My understanding is that Tricolor went under due to systemic fraud ("The core of the fraud allegations is that Tricolor illegally used the same loan portfolios as collateral for separate credit lines with multiple banks" to the tune of ~$200M)

First Brands also went under due to fraud ("First Brands had relied on billions of dollars in undisclosed debt, primarily from the private credit market, by borrowing against its invoices. This practice, known as factoring, kept the debt off the company's official balance sheet")

Yes, things feel tighter than they did in the years immediately post-Covid because there was a lot of free $ in the system, a lot of debt collections were paused, and Covid went on long enough for people to start treating that as the new normal when that was never going to be the case.

No, I don't see these as canaries for a 2008-esque event.

The scary thing to keep an eye on is commercial office space debt (e.g. https://finance.yahoo.com/quote/HPP/) which is likely to cause a cascade of fire sales as 5/10 yr debt obligations come due and how that will have cascading effects on commercial bank loans. That will be a hairy situation, but, fortunately, once it passes, rents in downtown areas will plummet and there will be a huge surge in growth in response to more favorable rents. Right now, commercial rents are locked into untenable rates because the loans are contingent on those rates which is resulting in 30%+ unused commercial space in areas like downtown SF.

1 comments

> Right now, commercial rents are locked into untenable rates because the loans are contingent on those rates

Let me get this straight.

A landlord cannot lower the rent, because they took out a loan on the property which promised to the lender that the rent is a particular amount?

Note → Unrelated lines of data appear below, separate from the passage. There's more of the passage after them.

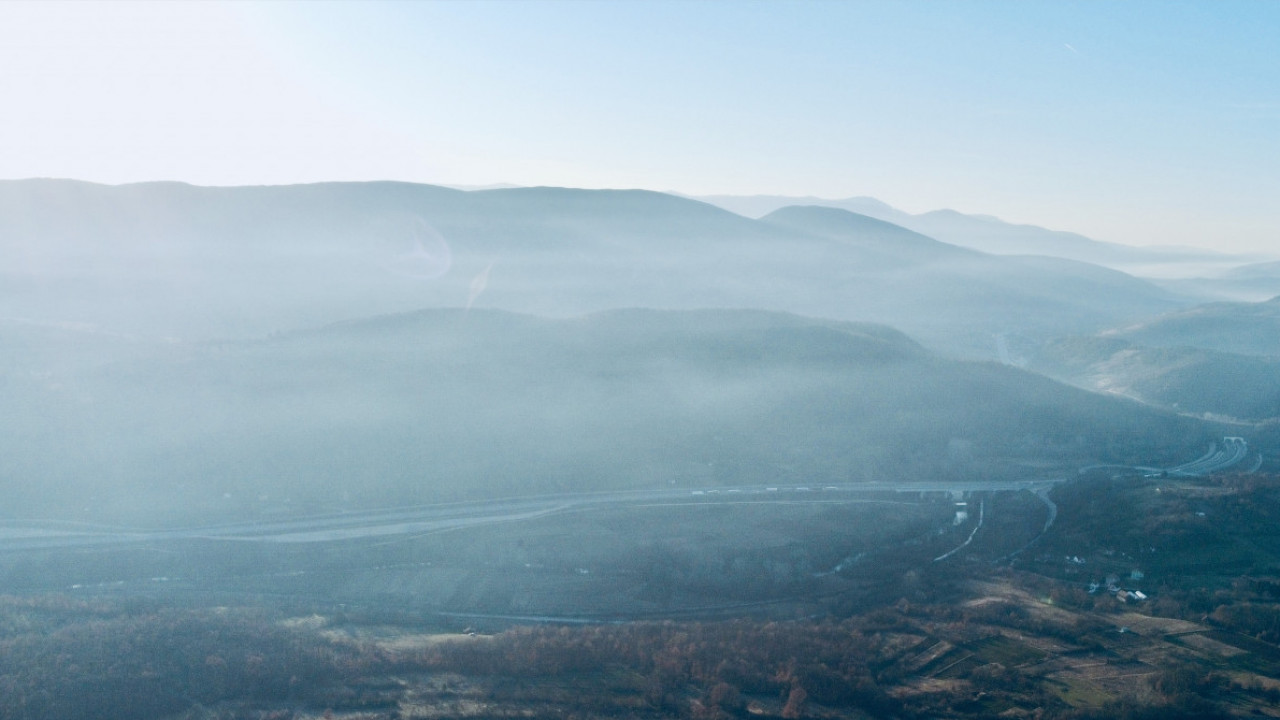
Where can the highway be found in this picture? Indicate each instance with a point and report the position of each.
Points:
(407, 522)
(19, 536)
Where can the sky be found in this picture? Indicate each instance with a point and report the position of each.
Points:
(1144, 123)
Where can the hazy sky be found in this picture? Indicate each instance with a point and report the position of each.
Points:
(1130, 122)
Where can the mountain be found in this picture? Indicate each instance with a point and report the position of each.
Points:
(169, 260)
(995, 236)
(1184, 379)
(1244, 328)
(443, 405)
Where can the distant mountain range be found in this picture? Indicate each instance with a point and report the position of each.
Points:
(988, 233)
(176, 260)
(1219, 359)
(446, 405)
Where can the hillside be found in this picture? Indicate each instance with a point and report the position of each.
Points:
(451, 404)
(169, 260)
(1244, 328)
(1187, 379)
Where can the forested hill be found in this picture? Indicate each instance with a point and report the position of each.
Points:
(195, 263)
(453, 404)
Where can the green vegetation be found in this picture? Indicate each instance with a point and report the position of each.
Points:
(460, 405)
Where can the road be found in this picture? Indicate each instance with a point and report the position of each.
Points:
(406, 522)
(19, 536)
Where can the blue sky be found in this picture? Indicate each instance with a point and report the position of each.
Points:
(1130, 122)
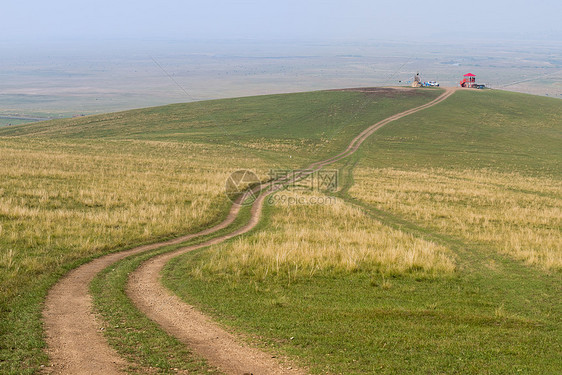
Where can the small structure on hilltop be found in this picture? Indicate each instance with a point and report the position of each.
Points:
(469, 80)
(417, 80)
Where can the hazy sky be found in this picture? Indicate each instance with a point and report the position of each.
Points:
(279, 19)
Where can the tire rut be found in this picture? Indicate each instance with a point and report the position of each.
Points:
(75, 343)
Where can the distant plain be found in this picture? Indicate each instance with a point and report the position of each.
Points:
(70, 79)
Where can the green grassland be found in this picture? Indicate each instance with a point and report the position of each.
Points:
(75, 189)
(478, 176)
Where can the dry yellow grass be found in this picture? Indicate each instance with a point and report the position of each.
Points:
(301, 240)
(62, 201)
(517, 215)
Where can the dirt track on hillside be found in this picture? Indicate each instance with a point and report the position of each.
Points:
(74, 339)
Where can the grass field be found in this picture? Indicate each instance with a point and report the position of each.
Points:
(476, 179)
(78, 188)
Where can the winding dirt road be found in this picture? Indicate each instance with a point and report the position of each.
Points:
(76, 344)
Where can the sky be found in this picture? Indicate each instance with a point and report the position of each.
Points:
(40, 20)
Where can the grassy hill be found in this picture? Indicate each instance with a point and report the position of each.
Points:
(78, 188)
(478, 177)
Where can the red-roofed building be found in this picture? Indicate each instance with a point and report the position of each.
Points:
(469, 80)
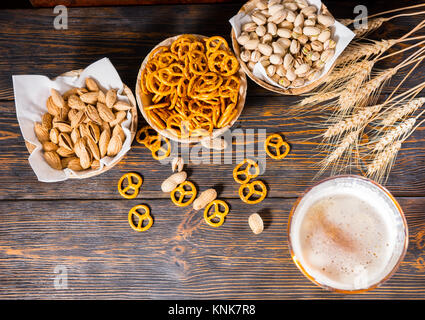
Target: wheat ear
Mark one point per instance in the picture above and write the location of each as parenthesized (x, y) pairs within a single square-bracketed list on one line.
[(358, 50), (395, 133), (354, 122), (402, 111), (350, 21), (383, 162), (353, 97), (370, 26), (374, 24), (343, 146)]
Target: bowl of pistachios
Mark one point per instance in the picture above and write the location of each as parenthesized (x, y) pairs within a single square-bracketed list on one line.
[(288, 46)]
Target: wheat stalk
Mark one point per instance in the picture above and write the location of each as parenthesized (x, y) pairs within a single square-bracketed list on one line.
[(354, 96), (403, 111), (344, 145), (383, 161), (354, 122), (359, 50), (370, 26), (320, 97), (341, 73), (374, 24), (399, 131)]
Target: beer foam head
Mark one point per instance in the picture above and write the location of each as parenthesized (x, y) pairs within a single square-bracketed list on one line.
[(347, 233)]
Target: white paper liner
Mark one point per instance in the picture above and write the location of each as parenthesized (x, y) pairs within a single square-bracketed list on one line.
[(31, 93), (340, 33)]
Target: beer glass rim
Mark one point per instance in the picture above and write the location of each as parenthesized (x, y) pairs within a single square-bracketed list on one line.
[(392, 271)]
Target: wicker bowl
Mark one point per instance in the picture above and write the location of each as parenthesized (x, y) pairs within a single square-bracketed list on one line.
[(145, 100), (133, 128), (248, 7)]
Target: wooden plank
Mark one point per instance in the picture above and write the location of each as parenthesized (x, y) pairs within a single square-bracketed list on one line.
[(285, 178), (180, 257), (99, 3), (33, 46)]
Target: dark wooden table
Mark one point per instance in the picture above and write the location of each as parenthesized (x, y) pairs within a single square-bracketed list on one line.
[(81, 226)]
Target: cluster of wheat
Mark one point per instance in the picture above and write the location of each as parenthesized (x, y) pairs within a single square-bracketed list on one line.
[(359, 131)]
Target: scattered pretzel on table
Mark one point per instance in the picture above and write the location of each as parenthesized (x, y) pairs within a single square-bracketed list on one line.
[(142, 217), (154, 142), (247, 171), (182, 193), (193, 86), (210, 219), (130, 185), (249, 197), (275, 141)]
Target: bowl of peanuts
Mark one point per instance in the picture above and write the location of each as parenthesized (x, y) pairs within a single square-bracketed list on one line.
[(191, 87), (286, 46)]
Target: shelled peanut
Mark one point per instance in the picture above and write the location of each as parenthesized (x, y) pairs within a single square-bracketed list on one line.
[(81, 127), (289, 38)]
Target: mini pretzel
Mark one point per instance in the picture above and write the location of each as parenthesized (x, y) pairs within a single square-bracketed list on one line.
[(182, 193), (145, 216), (143, 135), (247, 172), (216, 213), (156, 146), (276, 141), (133, 186), (252, 191)]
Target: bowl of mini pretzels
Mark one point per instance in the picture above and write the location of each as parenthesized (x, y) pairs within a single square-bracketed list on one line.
[(190, 87)]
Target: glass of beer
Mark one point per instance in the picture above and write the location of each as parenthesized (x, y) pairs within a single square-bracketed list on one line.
[(347, 234)]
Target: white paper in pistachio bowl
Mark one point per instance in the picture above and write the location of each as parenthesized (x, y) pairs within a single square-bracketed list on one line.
[(31, 93), (340, 33)]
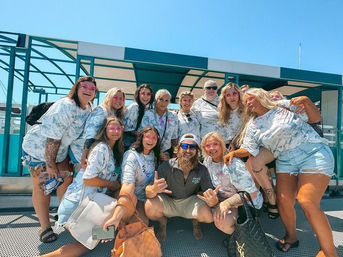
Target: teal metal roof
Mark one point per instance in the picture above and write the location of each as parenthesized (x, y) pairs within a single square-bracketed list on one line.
[(54, 67)]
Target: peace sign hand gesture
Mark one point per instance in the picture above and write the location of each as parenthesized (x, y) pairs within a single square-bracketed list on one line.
[(210, 196)]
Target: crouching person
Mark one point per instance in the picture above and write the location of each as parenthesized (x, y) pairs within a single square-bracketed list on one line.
[(231, 179), (175, 188)]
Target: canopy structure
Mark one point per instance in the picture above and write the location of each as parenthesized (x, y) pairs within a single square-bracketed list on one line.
[(44, 69)]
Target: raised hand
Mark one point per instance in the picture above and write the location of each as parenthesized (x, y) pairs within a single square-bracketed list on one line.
[(299, 100), (210, 196), (229, 157), (160, 185)]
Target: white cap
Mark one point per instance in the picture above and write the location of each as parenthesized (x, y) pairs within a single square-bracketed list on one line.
[(190, 136)]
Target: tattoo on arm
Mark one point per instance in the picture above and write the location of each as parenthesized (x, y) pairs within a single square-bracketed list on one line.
[(51, 150), (257, 171), (234, 201)]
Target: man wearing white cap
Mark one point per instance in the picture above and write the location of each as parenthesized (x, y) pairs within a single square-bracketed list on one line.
[(176, 185)]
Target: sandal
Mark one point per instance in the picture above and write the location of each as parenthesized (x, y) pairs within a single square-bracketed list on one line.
[(271, 211), (281, 245), (45, 237)]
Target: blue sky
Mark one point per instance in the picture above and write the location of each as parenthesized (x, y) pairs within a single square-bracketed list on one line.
[(256, 31)]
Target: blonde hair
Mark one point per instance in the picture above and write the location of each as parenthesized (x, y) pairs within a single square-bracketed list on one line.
[(186, 93), (210, 82), (224, 108), (107, 103), (277, 92), (217, 136), (263, 97)]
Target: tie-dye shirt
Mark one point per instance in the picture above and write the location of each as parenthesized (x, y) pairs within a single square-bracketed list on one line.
[(63, 121), (131, 117), (232, 178), (132, 172), (151, 118), (278, 130), (229, 130), (100, 164), (188, 124), (207, 115), (94, 122)]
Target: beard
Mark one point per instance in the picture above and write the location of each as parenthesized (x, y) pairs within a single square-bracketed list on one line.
[(187, 164)]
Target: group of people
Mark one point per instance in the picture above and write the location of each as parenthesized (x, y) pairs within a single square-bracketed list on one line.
[(189, 164)]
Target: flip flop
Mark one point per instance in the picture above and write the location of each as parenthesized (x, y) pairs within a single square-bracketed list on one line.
[(272, 215), (44, 238), (281, 245)]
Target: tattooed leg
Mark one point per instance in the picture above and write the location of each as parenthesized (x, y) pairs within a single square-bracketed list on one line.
[(51, 150)]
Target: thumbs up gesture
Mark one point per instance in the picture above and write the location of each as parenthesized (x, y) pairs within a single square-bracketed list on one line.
[(160, 185), (210, 196)]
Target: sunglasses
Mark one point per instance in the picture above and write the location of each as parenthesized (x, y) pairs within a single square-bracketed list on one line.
[(188, 116), (88, 87), (116, 127), (190, 146), (213, 88)]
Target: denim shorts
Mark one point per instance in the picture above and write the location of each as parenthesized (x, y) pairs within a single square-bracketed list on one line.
[(72, 158), (30, 161), (65, 210), (308, 158)]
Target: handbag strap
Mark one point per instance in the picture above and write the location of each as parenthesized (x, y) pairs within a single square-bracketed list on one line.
[(244, 194)]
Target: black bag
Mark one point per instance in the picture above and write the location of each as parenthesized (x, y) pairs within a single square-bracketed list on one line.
[(248, 239), (37, 112)]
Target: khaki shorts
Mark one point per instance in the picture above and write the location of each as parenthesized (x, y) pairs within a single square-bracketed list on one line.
[(186, 208)]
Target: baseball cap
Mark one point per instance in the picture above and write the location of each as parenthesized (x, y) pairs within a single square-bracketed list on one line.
[(190, 136)]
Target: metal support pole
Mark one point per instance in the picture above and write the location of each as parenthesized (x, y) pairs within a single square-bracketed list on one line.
[(339, 133), (77, 72), (24, 103), (335, 191), (5, 147)]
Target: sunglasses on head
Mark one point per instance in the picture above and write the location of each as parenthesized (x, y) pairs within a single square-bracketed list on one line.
[(190, 146), (213, 88), (188, 116)]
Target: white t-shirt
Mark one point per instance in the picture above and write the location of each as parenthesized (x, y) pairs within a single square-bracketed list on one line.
[(207, 115), (100, 164), (151, 118), (232, 178), (278, 130), (188, 124), (63, 121), (133, 173)]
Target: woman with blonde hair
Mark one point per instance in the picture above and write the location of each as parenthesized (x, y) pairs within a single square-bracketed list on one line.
[(187, 120), (45, 147), (100, 176), (112, 105), (304, 162), (231, 178), (230, 112)]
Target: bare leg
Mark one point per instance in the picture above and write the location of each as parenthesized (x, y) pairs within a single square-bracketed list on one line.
[(197, 232), (64, 166), (311, 188), (70, 250), (227, 224), (260, 172), (286, 187), (41, 203), (154, 211)]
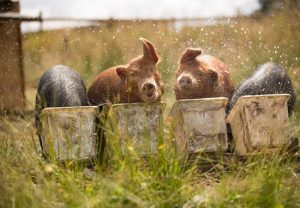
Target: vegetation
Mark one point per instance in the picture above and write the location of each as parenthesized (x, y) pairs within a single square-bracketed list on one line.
[(27, 180)]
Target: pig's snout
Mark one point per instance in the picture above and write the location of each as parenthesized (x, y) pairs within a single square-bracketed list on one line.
[(148, 89), (185, 82)]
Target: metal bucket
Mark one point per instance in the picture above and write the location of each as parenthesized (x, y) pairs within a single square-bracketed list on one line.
[(198, 125), (72, 133), (260, 123), (135, 127)]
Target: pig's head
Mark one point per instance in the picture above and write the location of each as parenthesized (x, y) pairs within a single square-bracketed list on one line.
[(141, 81), (194, 79)]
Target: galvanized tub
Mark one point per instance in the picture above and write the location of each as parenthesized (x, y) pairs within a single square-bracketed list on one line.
[(198, 125), (260, 123), (72, 133), (135, 127)]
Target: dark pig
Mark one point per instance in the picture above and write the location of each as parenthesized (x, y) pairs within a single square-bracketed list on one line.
[(269, 78), (59, 86)]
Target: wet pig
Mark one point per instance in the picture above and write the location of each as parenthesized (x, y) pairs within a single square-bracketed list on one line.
[(59, 86), (201, 76), (138, 81), (269, 78)]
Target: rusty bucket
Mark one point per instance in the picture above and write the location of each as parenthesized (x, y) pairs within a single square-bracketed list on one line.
[(260, 123), (135, 127), (72, 133), (198, 125)]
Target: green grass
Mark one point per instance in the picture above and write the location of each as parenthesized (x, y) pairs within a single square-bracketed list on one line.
[(158, 181), (26, 180)]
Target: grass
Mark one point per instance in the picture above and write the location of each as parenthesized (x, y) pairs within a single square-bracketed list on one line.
[(26, 180)]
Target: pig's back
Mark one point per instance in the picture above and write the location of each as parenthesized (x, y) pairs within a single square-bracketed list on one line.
[(61, 86), (105, 88), (225, 82), (269, 78)]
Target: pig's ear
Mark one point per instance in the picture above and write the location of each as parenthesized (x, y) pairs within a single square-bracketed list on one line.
[(190, 54), (213, 75), (122, 72), (149, 51)]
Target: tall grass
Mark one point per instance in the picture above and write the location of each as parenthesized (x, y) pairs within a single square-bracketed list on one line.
[(27, 180)]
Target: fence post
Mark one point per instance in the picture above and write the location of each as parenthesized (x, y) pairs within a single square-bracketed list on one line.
[(12, 96)]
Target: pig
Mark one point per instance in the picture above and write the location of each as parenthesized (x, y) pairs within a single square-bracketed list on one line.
[(59, 86), (269, 78), (202, 76), (138, 81)]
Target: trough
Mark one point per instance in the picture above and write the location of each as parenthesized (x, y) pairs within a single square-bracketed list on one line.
[(260, 123), (198, 125), (72, 133), (135, 127)]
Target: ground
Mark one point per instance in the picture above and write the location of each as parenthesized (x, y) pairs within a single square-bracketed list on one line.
[(27, 180)]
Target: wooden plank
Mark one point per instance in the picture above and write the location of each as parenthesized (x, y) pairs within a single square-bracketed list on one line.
[(12, 97)]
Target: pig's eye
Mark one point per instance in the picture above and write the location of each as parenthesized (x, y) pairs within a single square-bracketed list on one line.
[(199, 73), (132, 73)]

> which is resulting in 30%+ unused commercial space in areas like downtown SF.

The loan prevents the landlord from lowering the rent, so the landlord realizes rental income of $0 on the property.

Oh, that's just great.

Yeah loan covenants lock you in like that. But banks don’t want to manage or sell big commercial properties. If it gets dicey for property owners, they’ll work out a deal with their bank.

Remember Getty:

If you owe the bank $100, that's your problem.

If you owe the bank $100 million, that's the bank's problem.